No distance skating in the forseeable future?
Eh, honestly I’m pretty out of shape when it comes to endurance sports right now. I don’t run distance anymore like I used too nor do I live in the city anymore and skate everywhere I go so I can’t imagine my distance skating is up to par. That being the case, I still have remarkable muscle memory and I’m pretty sure it wouldn’t be too hard for me to start kicking ass again. I’m just more focused on other elements of skating at the moment.
Choose 3 numbers between 1 – 31
11, 13, 31
11 – What’s your favourite website
13 – Do you have a pet?
I have two cats at my parents house in Florida. Chloe and Uncle Kitty. They’re pretty rad cats.
31 – Laura Hatwell asks – what makes you a happy skater?
Nothing makes me happier then a session in nice sunny weather with rad people. Being around other stoked skaters is pretty awesome.
It’s been great talking to you Shocky Wocky. Maybe catch you at the next broadway bomb?
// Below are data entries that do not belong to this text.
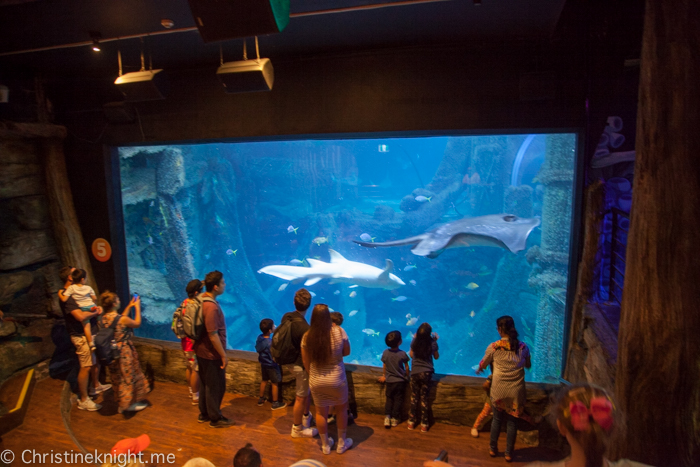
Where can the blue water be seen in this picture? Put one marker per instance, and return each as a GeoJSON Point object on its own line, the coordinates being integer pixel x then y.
{"type": "Point", "coordinates": [240, 207]}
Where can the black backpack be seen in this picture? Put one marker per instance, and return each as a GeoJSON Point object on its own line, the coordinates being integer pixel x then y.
{"type": "Point", "coordinates": [106, 348]}
{"type": "Point", "coordinates": [282, 348]}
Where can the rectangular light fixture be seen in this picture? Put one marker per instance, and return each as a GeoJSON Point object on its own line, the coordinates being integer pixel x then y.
{"type": "Point", "coordinates": [247, 75]}
{"type": "Point", "coordinates": [145, 85]}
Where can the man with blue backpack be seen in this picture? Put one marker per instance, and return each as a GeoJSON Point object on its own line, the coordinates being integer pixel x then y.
{"type": "Point", "coordinates": [208, 327]}
{"type": "Point", "coordinates": [193, 289]}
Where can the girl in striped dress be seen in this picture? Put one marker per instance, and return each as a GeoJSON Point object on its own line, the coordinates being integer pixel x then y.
{"type": "Point", "coordinates": [322, 350]}
{"type": "Point", "coordinates": [509, 357]}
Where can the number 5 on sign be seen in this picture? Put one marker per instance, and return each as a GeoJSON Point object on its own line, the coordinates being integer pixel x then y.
{"type": "Point", "coordinates": [101, 250]}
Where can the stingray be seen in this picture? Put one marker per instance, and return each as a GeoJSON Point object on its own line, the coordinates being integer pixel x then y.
{"type": "Point", "coordinates": [496, 230]}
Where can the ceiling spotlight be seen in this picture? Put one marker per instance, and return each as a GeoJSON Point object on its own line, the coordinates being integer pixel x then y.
{"type": "Point", "coordinates": [246, 75]}
{"type": "Point", "coordinates": [95, 36]}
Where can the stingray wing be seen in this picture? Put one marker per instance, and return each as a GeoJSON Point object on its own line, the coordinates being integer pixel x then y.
{"type": "Point", "coordinates": [405, 241]}
{"type": "Point", "coordinates": [498, 230]}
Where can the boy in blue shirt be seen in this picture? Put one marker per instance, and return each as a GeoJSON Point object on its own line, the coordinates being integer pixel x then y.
{"type": "Point", "coordinates": [395, 376]}
{"type": "Point", "coordinates": [270, 370]}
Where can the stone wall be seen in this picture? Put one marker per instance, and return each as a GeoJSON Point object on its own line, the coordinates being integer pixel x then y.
{"type": "Point", "coordinates": [29, 257]}
{"type": "Point", "coordinates": [456, 399]}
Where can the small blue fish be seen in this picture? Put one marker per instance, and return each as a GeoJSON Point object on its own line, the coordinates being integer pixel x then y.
{"type": "Point", "coordinates": [367, 238]}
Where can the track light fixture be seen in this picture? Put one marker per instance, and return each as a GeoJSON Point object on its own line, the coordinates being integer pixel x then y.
{"type": "Point", "coordinates": [142, 85]}
{"type": "Point", "coordinates": [246, 75]}
{"type": "Point", "coordinates": [95, 36]}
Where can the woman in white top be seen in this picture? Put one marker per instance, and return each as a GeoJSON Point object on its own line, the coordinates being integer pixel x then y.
{"type": "Point", "coordinates": [322, 350]}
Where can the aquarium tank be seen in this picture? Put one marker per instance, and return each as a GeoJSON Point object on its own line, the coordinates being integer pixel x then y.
{"type": "Point", "coordinates": [391, 232]}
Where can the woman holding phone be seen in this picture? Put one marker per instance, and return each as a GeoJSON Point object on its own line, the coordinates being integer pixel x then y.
{"type": "Point", "coordinates": [128, 381]}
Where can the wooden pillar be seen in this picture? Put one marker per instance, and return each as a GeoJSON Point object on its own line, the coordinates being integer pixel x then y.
{"type": "Point", "coordinates": [658, 375]}
{"type": "Point", "coordinates": [69, 238]}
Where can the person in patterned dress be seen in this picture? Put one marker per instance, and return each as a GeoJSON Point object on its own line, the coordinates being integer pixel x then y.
{"type": "Point", "coordinates": [509, 357]}
{"type": "Point", "coordinates": [128, 381]}
{"type": "Point", "coordinates": [322, 350]}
Hopefully. I’d love to go again, but I’m not stuck on it. Presumably, I’ll be living on the west coast come October (when the race is) and may not be in a financial position to get myself out to NYC, but we’ll see.
Any thank yous?
Oh man so many! Let’s see, big thanks to my sponsors first off, and of course to Mom and Dad for being supportive. And a big thanks to the longboarding community in general for being so welcoming and awesome, and for making me truly honored to be a part of it.